Mean, median and mode for ungrouped data
Let $x_i, i=1,2, \cdots , n$ be $n$ observations.
Formula
The mean of $X$ is denoted by $\overline{x}$ and is given by
$\overline{x} =\dfrac{1}{n}\sum_{i=1}^{n}x_i$
Arrange the data in ascending order of magnitude.
Median of $X$ is given by
Median
$$ \begin{equation*} M= \left\{ \begin{array}{ll} \text{value of }\big(\frac{n+1}{2}\big)^{th}\text{ observation}, & \hbox{if $n$ is odd;} \\ \text{average of }\big(\frac{n}{2}\big)^{th}\text{ and }\big(\frac{n}{2}+1\big)^{th} \text{ observation}, & \hbox{if $n$ is even.} \end{array} \right. \end{equation*} $$
Mode is the value of $X$ that occurs maximum number of times.
Example 1
A random sample of 15 patients yielded the following data on the length of stay (in days) in the hospital.
5, 6, 9, 10, 15, 10, 14, 12, 10, 13, 13, 9, 8, 10, 12.
Find the mean, median and mode.
Solution
Mean
The sum of observations is $\sum x_i =156$ days.
The mean of the length of stay in the hospital is
$$ \begin{aligned} \overline{x} &=\frac{1}{n}\sum_{i=1}^n x_i\\ &=\frac{156}{15}\\ &=10.4 \text{ days}. \end{aligned} $$
Median
The data in ascending order of magnitude is $5, 6, 8, 9, 9, 10, 10, 10, 10, 12, 12, 13, 13, 14, 15$.
Here $n = 15$ which is odd.
Sample median = value of $(\frac{n+1}{2})^{th}$ observations.

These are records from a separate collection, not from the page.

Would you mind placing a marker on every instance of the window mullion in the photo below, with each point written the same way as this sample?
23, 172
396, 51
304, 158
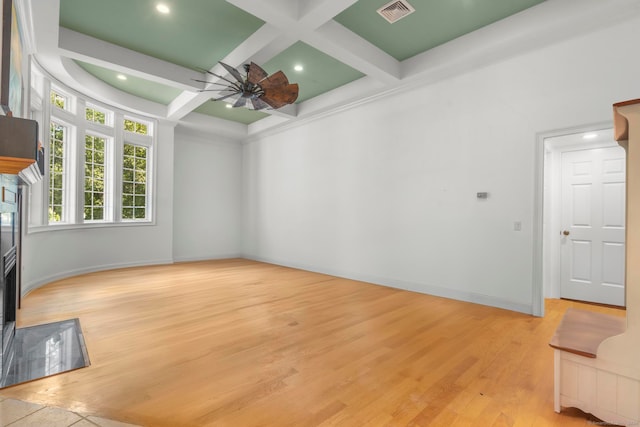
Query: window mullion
117, 166
46, 138
78, 169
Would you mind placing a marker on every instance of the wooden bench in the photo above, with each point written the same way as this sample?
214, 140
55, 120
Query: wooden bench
578, 382
596, 356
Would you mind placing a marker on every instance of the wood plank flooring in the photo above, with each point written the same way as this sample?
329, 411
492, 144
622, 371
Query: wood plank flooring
242, 343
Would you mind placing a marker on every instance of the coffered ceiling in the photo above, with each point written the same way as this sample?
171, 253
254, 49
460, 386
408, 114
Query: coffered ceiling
347, 51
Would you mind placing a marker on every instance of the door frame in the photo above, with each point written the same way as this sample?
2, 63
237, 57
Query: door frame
546, 269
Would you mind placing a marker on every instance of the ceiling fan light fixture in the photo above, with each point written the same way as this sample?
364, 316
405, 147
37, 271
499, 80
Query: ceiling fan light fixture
163, 8
255, 90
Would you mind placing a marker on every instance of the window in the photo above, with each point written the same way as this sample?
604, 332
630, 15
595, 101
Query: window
95, 115
99, 162
56, 171
94, 178
134, 182
135, 127
59, 100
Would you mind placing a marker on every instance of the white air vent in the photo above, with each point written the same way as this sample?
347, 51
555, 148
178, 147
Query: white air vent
395, 10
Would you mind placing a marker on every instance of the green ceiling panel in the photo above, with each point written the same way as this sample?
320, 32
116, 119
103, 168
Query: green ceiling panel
196, 34
434, 22
321, 72
240, 115
134, 85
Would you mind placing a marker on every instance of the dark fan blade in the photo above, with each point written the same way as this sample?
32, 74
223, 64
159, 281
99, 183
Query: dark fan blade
258, 104
256, 74
241, 102
274, 80
280, 96
226, 96
211, 83
235, 73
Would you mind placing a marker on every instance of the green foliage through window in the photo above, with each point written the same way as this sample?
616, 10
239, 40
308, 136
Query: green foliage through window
95, 116
56, 171
134, 182
94, 178
135, 127
58, 100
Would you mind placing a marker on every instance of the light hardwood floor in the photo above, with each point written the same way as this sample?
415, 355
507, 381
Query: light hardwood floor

Thus the median of the length of stay in the hospital is
$$ \begin{aligned} M &= \bigg(\frac{15+1}{2}\bigg)^{th}\text{Obs.} \\ &= \big(8\big)^{th}\text{Obs.} \\ &=10 \text{ days}. \end{aligned} $$
Mode
The observation $10$ occurs with a highest frequency of 4.

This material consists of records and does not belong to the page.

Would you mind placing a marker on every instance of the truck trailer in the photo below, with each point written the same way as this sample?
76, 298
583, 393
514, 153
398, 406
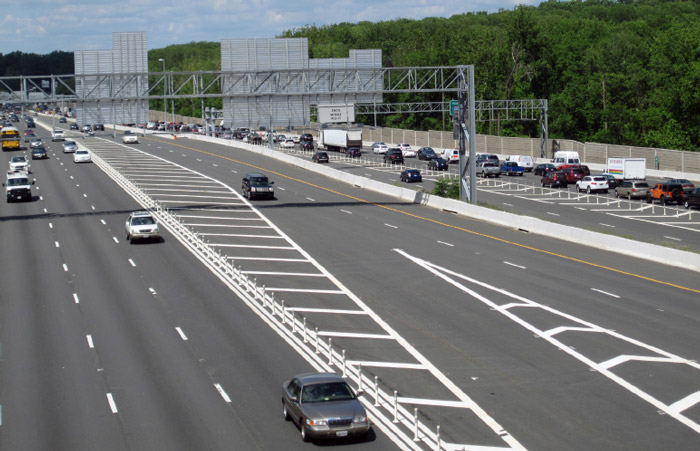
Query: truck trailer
627, 168
340, 140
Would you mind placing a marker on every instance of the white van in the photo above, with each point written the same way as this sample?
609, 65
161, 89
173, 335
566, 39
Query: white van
565, 157
524, 161
451, 155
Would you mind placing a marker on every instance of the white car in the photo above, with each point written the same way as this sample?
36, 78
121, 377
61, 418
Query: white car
141, 225
82, 156
407, 151
19, 163
58, 135
130, 138
288, 143
379, 148
592, 183
70, 147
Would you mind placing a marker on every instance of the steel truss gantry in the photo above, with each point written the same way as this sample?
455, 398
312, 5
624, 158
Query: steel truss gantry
309, 83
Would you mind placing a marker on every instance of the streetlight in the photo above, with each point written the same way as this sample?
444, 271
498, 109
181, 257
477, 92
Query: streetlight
165, 101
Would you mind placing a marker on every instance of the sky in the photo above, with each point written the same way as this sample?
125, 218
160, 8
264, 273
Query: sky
42, 26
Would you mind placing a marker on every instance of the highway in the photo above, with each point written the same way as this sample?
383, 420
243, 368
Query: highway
115, 346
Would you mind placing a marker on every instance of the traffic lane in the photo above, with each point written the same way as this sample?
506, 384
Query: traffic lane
318, 236
273, 391
446, 327
52, 395
308, 184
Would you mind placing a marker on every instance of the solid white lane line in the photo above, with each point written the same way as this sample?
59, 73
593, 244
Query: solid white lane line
303, 290
434, 402
606, 293
295, 274
182, 334
354, 335
112, 404
408, 366
325, 310
222, 392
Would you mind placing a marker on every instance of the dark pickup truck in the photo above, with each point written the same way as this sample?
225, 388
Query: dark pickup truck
512, 168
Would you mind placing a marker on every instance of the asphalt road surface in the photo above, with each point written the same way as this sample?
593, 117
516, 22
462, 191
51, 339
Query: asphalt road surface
563, 346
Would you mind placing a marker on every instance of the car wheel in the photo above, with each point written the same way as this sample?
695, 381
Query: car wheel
302, 429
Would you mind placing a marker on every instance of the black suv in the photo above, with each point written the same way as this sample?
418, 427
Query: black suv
393, 155
256, 185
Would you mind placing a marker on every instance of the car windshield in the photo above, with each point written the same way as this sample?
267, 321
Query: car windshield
142, 220
332, 391
258, 181
17, 182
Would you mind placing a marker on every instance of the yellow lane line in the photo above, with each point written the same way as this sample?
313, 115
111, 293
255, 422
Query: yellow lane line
434, 221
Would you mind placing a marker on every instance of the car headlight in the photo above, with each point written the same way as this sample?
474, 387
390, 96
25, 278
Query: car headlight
316, 422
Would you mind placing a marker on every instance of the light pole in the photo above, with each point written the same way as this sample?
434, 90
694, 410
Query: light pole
165, 101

The mode of the length of stay in the hospital is $10$ days.
Example 2
The age (in years) of 6 randomly selected students from a class are
22, 25, 24, 23, 24, 20.
Find the mean, median and mode.
Solution
Mean
The sum of observations is $\sum x_i =138$ days.
The mean age of students is
$$ \begin{aligned} \overline{x} &=\frac{1}{n}\sum_{i=1}^n x_i\\ &=\frac{138}{6}\\ &=23 \text{ years}. \end{aligned} $$
Median
The data in ascending order of magnitude is $20, 22, 23, 24, 24, 25$.

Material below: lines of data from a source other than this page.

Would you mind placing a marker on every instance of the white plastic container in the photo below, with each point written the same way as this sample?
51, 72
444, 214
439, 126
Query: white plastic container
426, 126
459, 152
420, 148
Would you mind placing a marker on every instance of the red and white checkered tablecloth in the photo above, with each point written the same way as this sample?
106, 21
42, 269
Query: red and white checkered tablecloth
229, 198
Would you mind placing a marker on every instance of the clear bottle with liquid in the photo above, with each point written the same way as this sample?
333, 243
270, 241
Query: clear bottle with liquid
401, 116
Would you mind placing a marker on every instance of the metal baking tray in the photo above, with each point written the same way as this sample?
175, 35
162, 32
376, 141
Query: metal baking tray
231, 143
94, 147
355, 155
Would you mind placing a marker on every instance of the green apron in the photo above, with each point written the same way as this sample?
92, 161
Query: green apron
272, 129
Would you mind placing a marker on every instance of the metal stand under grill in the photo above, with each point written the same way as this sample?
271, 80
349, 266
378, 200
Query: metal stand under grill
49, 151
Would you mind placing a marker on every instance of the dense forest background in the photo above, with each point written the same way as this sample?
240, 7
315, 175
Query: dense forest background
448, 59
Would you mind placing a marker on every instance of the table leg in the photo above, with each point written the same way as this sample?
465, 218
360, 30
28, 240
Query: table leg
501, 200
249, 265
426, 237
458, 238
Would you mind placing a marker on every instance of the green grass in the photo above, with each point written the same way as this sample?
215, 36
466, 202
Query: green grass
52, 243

Here $n = 6$ which is even.
Sample median = average of $(\frac{n}{2})^{th}$ and $(\frac{n}{2}+1)^{th}$ observations.
Thus the median age of students is
$$ \begin{aligned} M &= \frac{\big(\frac{6}{2}\big)^{th}\text{Obs.} +\big(\frac{6}{2}+1\big)^{th}\text{Obs.}}{2}\\ &= \frac{\big(3\big)^{th}\text{Obs.} +\big(4\big)^{th}\text{Obs.}}{2}\\ &=\frac{23 +24}{2} \\ &= 23.5 \text{ years}. \end{aligned} $$
Mode
The observation $24$ occurs with a highest frequency of 2.
The mode of age of students is $24$ years.